Frank Cagle, currently undergoing chemotherapy treatment for cancer, declares his support for legislation to legalize medical cannabis oil in his current News Sentinel column. It begins as follows:

If you lose 40 pounds and the sight and smell of food make you wretch, you are tempted to try most anything for relief. If you ask around, you can find cannabis oil here in Tennessee. But it has drawbacks.

— You don’t know where it came from.

— You don’t know what the dosage is.

— You don’t know if it’s what you need for your condition, since there are more than a dozen different strains derived from cannabis. But the good thing about it is that it is not toxic and you can’t overdose on it.

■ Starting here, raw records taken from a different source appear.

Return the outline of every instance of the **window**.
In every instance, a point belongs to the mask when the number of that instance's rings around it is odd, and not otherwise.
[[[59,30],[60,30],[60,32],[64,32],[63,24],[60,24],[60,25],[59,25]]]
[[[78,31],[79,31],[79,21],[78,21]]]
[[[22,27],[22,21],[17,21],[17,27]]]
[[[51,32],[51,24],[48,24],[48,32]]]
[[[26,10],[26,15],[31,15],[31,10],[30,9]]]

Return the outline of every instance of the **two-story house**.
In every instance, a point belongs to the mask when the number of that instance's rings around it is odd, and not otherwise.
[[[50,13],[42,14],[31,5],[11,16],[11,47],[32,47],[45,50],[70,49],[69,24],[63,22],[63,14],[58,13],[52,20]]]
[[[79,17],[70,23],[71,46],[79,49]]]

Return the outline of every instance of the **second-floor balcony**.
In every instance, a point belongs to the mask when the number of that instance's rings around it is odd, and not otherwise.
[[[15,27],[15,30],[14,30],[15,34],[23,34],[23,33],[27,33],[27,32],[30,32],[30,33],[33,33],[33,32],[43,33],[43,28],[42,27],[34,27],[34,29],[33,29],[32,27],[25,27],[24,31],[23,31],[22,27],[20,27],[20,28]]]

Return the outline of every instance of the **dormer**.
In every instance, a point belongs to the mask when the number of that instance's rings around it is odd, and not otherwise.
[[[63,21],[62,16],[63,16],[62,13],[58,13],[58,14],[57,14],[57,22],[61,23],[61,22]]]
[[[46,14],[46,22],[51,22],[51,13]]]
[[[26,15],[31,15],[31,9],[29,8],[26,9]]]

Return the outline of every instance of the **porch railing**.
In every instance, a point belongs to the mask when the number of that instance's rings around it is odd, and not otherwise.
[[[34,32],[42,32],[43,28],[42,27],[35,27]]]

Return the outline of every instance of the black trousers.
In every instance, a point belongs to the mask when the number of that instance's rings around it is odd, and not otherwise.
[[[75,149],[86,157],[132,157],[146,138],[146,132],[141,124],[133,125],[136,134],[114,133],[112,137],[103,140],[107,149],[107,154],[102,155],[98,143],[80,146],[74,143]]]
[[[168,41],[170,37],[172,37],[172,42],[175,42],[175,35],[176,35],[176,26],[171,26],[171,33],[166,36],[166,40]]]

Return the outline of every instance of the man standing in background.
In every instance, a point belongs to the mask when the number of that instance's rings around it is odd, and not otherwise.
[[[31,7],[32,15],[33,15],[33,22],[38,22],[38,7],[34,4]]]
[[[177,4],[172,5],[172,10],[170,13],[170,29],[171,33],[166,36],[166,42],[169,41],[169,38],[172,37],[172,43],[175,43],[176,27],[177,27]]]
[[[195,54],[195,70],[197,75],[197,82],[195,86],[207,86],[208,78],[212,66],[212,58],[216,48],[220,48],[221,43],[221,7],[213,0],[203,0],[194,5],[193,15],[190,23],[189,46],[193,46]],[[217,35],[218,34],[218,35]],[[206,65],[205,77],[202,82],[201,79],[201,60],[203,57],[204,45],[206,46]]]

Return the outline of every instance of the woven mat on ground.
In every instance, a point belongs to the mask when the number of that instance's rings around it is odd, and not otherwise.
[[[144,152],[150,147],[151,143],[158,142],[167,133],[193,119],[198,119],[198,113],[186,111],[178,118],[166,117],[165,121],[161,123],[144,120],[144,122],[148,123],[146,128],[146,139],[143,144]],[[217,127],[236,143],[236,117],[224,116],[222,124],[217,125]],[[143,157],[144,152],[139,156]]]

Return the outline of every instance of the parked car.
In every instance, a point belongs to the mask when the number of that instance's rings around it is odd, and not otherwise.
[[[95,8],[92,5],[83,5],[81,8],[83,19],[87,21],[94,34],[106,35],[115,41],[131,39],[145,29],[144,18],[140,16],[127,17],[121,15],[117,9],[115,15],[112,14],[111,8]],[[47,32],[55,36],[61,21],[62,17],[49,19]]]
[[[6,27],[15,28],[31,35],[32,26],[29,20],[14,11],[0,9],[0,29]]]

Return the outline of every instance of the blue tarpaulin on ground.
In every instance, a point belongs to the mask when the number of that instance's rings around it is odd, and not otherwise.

If you live in one of 32 states that authorize medical cannabis, the oil is prescribed by a doctor in a dosage calibrated for you, and the oil is tested by the Food and Drug Administration. Testing discovers if the drug produces predictable results, because if the results aren’t predictable, it isn’t medicine.

…States that have medical cannabis have 25 percent fewer deaths from opioid abuse and 23 percent fewer painkiller prescriptions. You can’t overdose on cannabis oil.

Disclosure/Note: The old blogger here considers Frank a friend, even though – or perhaps at least partly because — the conservative curmudgeon was my boss in years past when he was managing editor of the News Sentinel with duties including oversight of everything I wrote at the time. He never, ever acted as a censor and always encouraged expanded reporting on anything involving state government and politicians regardless of political persuasion. We don’t talk about politics as much as in those days, but still do so occasionally. Called him after noting his appointment by Lt. Gov. Randy McNally as a member of the State Textbook and Instructional Materials Quality Commission is now up for legislative confirmation (SJR594). He’s got six months of chemotherapy pending and is optimistic about attending the commission’s March meeting – and the overall result of the chemotherapy.